The promise of the Libs when they privatised the Metropolitan Transit Authority was that increases in fare revenue would lead to improved services, improved patronage and lower costs to the taxpayer. The idea was that the state government could take the centralised transit authority, split it into five corporations (known as “franchises”), sell these off to operating companies and then allow them to compete for customers. The implementation wound up being rather cooked: because the companies were competing, there was little incentive to integrate services or to cooperate in providing a comprehensive transport system. It didn’t end up minimising costs either because franchisees were in positions they could leverage for rent-seeking against the state government.

So, instead, what we’ve got is fares increasing across the past 25 years with very little to show for it in terms of service provision, innovation and cost-effectiveness. While the state government does still set the strategic objectives of public transport, the fact that the tactical planning and operation is handled by private companies means that the public interest is no longer enshrined in these processes. And the public interest is student interest.

Thus, when I hear calls to expand the free tram zone, I can’t help but sense some myopia. Sure, if we expand it then University of Melbourne and RMIT students get a decent deal, but the problems with public transport are bigger than just us. There’s other universities in Victoria that continue having to cop the exclusionary concession system, the poor integration, the dodgy AOs. Hell, it’s not just students—everyone has to cop it. All an expansion of the free tram zone does is make it easier for students who already live in the city to get to campus.
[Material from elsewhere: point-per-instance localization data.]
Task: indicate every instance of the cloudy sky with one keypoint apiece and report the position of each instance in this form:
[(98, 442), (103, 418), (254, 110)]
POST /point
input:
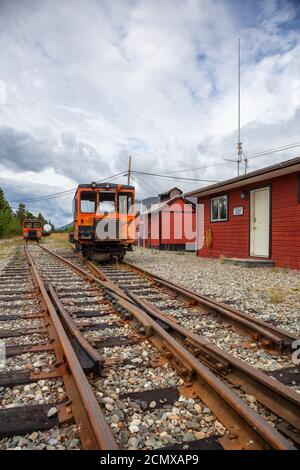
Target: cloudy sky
[(86, 83)]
If we want public transport that works for students, we need more than a bigger free tram zone. We need a public transport system that is deeply invested in providing inclusive, impressive and innovative services. The current system of semi-privatised franchising has produced meagre results, and there has to be a rethink.

Looking abroad, countries like Luxembourg and Estonia are moving towards models of free public transport on a national level. The results have been mixed so far, and there are some economic and environmental arguments against it, but I don’t think that’s a reason to write it off completely. However, just making things free doesn’t solve issues with service provision and perverse incentives either. The underlying principle of urban planning across much of the Anglophone world has been “cars first, public transport second”. It’s locked our cities onto a frustrating path of car dependence. As students, such a system works to our detriment: most of us lack the finances to maintain a car and drive everywhere (especially with petrol prices this high), and a lot of us don’t even have licences. Such dependence on cars can only be overcome through accessible and high-quality systems of public transport capable of competing with the car as a mode of transportation.

Ultimately, if students want a public transport system that works for us, then we need to look beyond short-term self-interest. Expanding the free tram zone is a band-aid on the bullet hole that is Victorian public transport policy. Implementing forms of free public transport could be worth pursuing, but we have to do more than just that as well. Public transport policy is complicated and there’s no quick, easy answers. As students, we need to do more than just champion the stuff that is immediately convenient for us, such as expanding the free tram zone or making public transport free without addressing the system’s underlying problems. We should be pushing for serious reconsiderations of how urban planning and transport policy is conducted in Victoria, rather than settling for cheap fixes.